O Instituto Brasileiro de Mineração (IBRAM) enviou documento ao Supremo Tribunal Federal (STF) em 18 de maio reforçando seus argumentos para acabar com o Auxílio Emergencial às pessoas atingidas pela Vale. O IBRAM também se manifestou sobre informações e manifestações apresentadas pelas demais entidades e autoridades no processo. A associação de mineradoras segue usando os mesmos argumentos que já foram derrotados na justiça de Minas Gerais.
Foi o IBRAM que moveu a Arguição de Descumprimento de Preceito Fundamental (ADPF) 1314 no mês de março. Agora, a associação de mineradoras se manifestou em relação a informações novas que surgiram no processo, bem como pedidos de entrada no julgamento como Amicus Curiae (amigo da corte) feitos pelo município de Brumadinho, Ministério Público de Minas Gerais (MPMG) e Defensoria Pública de Minas Gerais.
O relator da AFPD 1314 é o ministro Gilmar Mendes.
O IBRAM pede ao STF que seja declarada inconstitucional a aplicação da Política Nacional de Direitos das Populações Atingidas por Barragens (PNAB), Lei 14.755/2023, para reabrir obrigações cumpridas em acordos judiciais.

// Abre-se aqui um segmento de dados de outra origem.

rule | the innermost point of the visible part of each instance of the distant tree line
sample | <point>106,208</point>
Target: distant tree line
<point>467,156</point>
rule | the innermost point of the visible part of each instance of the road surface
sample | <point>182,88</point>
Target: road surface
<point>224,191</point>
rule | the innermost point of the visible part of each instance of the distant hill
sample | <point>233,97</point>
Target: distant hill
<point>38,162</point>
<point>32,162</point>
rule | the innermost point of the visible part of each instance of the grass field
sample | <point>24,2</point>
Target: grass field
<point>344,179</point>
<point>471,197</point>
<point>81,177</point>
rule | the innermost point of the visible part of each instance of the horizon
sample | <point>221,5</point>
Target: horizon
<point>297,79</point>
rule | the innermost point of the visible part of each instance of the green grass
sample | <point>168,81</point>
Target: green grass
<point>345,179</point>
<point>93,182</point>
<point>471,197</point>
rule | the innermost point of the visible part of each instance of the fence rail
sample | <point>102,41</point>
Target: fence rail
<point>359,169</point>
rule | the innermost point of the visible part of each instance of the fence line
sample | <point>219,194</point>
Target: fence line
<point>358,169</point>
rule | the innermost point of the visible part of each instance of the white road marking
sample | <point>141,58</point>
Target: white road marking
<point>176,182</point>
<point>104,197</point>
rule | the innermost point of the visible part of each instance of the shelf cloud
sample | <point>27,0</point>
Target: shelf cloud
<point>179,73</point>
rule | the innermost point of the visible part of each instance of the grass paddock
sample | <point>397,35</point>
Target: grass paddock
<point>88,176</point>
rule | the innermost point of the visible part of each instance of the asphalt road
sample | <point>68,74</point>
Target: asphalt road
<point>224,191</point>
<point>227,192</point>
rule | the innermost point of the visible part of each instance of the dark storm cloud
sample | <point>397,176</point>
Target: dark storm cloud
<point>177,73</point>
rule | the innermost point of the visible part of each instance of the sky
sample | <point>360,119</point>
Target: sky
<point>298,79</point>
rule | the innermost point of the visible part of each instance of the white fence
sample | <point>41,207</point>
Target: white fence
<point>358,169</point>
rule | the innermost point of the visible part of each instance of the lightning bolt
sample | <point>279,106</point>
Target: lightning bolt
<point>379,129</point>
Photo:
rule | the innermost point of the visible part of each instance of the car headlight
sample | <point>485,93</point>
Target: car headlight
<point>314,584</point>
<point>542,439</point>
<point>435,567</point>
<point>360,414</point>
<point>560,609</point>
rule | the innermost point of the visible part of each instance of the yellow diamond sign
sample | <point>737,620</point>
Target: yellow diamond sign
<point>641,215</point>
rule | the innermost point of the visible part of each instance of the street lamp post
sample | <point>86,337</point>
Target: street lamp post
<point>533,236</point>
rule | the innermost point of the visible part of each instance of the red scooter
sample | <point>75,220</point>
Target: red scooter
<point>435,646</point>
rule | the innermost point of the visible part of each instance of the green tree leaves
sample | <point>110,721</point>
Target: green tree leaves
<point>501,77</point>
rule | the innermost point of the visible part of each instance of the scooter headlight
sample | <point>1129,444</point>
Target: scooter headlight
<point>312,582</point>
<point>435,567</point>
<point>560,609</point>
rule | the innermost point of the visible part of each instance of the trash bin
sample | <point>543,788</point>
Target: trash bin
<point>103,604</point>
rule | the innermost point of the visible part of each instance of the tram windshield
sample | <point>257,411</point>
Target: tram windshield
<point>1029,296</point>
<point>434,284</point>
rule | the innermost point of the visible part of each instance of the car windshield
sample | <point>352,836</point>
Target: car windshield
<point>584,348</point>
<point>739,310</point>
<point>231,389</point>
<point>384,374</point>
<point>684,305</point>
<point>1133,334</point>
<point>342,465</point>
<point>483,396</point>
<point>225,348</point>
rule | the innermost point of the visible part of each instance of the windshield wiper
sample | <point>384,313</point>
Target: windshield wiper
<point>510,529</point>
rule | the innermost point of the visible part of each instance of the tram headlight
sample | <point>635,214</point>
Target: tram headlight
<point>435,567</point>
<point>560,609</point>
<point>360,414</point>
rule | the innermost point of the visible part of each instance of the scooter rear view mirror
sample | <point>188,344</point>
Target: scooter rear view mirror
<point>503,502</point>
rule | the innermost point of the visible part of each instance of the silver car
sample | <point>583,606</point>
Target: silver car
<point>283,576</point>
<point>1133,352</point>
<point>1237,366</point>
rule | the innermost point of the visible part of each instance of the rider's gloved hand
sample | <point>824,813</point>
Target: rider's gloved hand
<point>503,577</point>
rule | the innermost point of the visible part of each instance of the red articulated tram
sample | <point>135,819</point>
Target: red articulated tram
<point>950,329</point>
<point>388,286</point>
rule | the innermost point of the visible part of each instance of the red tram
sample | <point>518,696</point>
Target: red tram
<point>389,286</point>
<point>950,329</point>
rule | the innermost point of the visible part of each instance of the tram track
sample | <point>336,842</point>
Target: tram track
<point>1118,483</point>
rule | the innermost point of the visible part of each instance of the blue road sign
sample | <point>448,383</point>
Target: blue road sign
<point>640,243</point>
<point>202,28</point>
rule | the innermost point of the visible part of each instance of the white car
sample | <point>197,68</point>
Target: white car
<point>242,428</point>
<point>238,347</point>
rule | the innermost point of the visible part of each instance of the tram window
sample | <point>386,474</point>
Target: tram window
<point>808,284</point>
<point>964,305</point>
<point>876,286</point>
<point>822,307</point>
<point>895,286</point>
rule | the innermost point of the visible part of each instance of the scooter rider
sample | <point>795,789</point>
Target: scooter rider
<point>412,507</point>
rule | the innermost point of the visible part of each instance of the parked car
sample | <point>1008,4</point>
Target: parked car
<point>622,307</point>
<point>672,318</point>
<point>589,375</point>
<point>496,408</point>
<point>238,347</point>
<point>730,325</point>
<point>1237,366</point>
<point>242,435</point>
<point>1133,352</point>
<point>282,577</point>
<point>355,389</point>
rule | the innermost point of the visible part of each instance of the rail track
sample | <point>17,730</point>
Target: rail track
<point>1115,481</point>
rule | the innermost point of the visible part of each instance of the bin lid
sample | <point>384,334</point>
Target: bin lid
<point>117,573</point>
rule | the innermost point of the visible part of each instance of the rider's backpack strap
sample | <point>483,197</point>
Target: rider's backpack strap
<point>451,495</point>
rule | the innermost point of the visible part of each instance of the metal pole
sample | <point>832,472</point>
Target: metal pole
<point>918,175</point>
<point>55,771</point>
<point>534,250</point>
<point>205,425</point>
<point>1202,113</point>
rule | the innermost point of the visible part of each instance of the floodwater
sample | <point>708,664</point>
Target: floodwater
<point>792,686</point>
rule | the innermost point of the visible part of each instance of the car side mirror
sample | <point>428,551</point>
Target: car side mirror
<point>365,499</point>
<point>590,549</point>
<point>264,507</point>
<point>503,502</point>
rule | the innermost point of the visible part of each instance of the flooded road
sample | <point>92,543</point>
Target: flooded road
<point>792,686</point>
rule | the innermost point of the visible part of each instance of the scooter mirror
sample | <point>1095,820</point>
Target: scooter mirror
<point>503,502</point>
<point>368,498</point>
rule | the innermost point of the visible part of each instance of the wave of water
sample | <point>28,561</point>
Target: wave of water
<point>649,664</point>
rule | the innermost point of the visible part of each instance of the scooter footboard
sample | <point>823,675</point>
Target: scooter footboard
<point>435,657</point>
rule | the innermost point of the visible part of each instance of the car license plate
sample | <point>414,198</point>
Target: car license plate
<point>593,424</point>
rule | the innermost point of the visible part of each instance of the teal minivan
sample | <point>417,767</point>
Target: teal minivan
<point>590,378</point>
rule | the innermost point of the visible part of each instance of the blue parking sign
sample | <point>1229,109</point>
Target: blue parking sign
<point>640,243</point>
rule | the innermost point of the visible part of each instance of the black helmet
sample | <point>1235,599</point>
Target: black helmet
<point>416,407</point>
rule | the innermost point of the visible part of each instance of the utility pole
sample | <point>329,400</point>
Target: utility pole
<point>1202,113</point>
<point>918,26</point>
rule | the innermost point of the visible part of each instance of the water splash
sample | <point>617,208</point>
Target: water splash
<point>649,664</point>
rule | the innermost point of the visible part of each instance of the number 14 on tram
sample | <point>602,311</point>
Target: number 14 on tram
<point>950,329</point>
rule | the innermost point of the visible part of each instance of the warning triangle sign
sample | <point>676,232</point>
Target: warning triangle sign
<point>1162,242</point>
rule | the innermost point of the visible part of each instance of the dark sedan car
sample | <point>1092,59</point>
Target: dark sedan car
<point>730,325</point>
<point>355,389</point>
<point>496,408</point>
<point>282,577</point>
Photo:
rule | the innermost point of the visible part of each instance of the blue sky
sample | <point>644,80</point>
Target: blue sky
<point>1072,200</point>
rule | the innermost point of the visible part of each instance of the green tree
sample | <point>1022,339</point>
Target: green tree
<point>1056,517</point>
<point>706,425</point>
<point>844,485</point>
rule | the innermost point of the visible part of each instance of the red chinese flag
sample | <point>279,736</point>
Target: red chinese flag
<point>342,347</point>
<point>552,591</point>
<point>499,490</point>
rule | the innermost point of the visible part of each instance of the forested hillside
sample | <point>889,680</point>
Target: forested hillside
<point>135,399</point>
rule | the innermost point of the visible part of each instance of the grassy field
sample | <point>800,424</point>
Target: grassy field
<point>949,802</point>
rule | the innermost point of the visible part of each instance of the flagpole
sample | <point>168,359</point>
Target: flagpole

A mineradora responsável pelo desastre-crime que matou 272 pessoas e deixou um rastro de destruição em Minas Gerais, afirma que já cumpriu todas as suas obrigações com o Acordo Judicial de Reparação e que não pode ser obrigada a pagar o Auxílio. Tanto o juiz de primeira instância quanto os desembargadores da segunda instância negaram os argumentos da Vale, decidindo que o Novo Auxílio não é continuidade do Programa de Transferência de Renda (PTR) definido no Acordo.
O IBRAM também pede a concessão de liminar para suspender os efeitos da decisão da justiça mineira e de quaisquer outros atos judiciais que imponham o custeio do Novo Auxílio.
A associação de mineradoras, por fim, diz que o argumento de que os danos são continuados e, por isso, o Auxílio se justifica, não é válido. Sugere, por outro lado, uma possível repactuação do Acordo aos moldes do que ocorreu no Rio Doce, caso seja necessário rever a reparação sobre os danos continuados.
O IBRAM reúne as maiores mineradoras do país, entre elas a Vale. De acordo com o próprio site, ele se reivindica “o porta-voz da Mineração Brasileira”. Fundado há 50 anos, o IBRAM diz atuar “na defesa dos interesses do setor mineral perante o Poder Público” e afirma representar 85% da produção mineral do Brasil.